What's actually going on here is that the chattering classes and the politicians and bureaucrats they support are finding, once again, that they can't actually tell people what to think about their personal lives. It's baldly obvious that this group doesn't actually know what they're talking about any functionally better than most people and that their ability to cite macro statistics is more an attempt to cast a magic spell than a real explanation of ground truth.

Is it to discuss policy? Is it to discuss aggregate public perception? Averages matter.

Which averages matter a lot.

Of course, there is no real policy discussion going on with these discussions of macro statistics. It's just Lefty professionals sneering at the rest of the country and saying, "Why won't you just do what I tell you and vote for the Democrats?"

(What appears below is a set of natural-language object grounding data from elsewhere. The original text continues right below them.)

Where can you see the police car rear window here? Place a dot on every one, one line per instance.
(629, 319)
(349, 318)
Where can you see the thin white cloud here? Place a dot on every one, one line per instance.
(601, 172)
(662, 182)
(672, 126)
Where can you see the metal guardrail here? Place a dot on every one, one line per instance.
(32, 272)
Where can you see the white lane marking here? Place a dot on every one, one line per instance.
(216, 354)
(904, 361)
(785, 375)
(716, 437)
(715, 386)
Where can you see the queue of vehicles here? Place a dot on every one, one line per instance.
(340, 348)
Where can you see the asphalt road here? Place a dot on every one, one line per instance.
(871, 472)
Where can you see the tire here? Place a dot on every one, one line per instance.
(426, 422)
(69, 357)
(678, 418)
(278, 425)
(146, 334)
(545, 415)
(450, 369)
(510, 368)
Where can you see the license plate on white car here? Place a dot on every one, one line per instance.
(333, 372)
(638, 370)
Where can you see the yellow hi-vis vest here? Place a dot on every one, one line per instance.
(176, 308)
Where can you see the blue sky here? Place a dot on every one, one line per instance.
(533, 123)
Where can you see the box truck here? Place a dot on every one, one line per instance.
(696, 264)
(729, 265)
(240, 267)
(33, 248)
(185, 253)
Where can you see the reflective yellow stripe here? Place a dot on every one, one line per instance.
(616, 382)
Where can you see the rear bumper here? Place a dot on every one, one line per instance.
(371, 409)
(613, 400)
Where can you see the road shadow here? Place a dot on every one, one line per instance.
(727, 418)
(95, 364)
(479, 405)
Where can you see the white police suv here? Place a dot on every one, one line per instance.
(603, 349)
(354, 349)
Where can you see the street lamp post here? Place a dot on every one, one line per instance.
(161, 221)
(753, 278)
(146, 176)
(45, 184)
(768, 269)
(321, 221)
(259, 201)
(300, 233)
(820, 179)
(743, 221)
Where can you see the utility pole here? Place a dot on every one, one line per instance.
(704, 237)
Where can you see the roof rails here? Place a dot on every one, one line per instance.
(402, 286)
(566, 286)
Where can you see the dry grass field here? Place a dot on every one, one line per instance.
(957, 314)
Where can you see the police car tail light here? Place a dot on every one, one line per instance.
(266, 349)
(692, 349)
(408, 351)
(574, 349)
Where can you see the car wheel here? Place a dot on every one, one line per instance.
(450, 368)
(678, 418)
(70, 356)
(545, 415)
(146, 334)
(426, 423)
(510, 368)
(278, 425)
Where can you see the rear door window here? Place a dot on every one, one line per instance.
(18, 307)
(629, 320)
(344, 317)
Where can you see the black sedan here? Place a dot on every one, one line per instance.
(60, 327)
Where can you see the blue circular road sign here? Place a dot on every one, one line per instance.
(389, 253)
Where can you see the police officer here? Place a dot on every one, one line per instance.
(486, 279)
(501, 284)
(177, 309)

Very few of these sneers are coming from the BEA or BLS directly, who mostly are just grinding out the incredible work they have always done (along with all the other statistical agencies in the Federal government), and whose feet I worship at.

But the sneers themselves remain dumb. They come from the ideologically incurious. The puffed up underinformed. The boys at the BLS know that the sub-aggregates matter, too, that's why they do stuff like break things down by industry, region, or state. But the commentariat just knows the national macro aggregates look good, so why won't the deplorable love Biden? He's an on old white guy, isn't he? They love that shit.

There were many people who said "local costs are up in some goods more than average statistics would suggest". My beef isn't with people who concluded that "because of this + negativity bias, things feel worse than they actually are", it's with the people claiming "because of this, economic data are rigged and useless".

Perhaps you might have saved yourself a lot of words had you considered, "Maybe I'm wrong about the actual state of things for many people", and, "The economic data are accurate within the gamut of what they're actually measuring", aren't mutually exclusive things.

Not a problem. It may have behooved me to be explicit with where my concerns lay. I have respect verging on awe for the amount of statistics various branches of the Federal government collect and release to the public.

I wonder if the online right intellecto-sphere will ever figure out that Trump wasn't for them.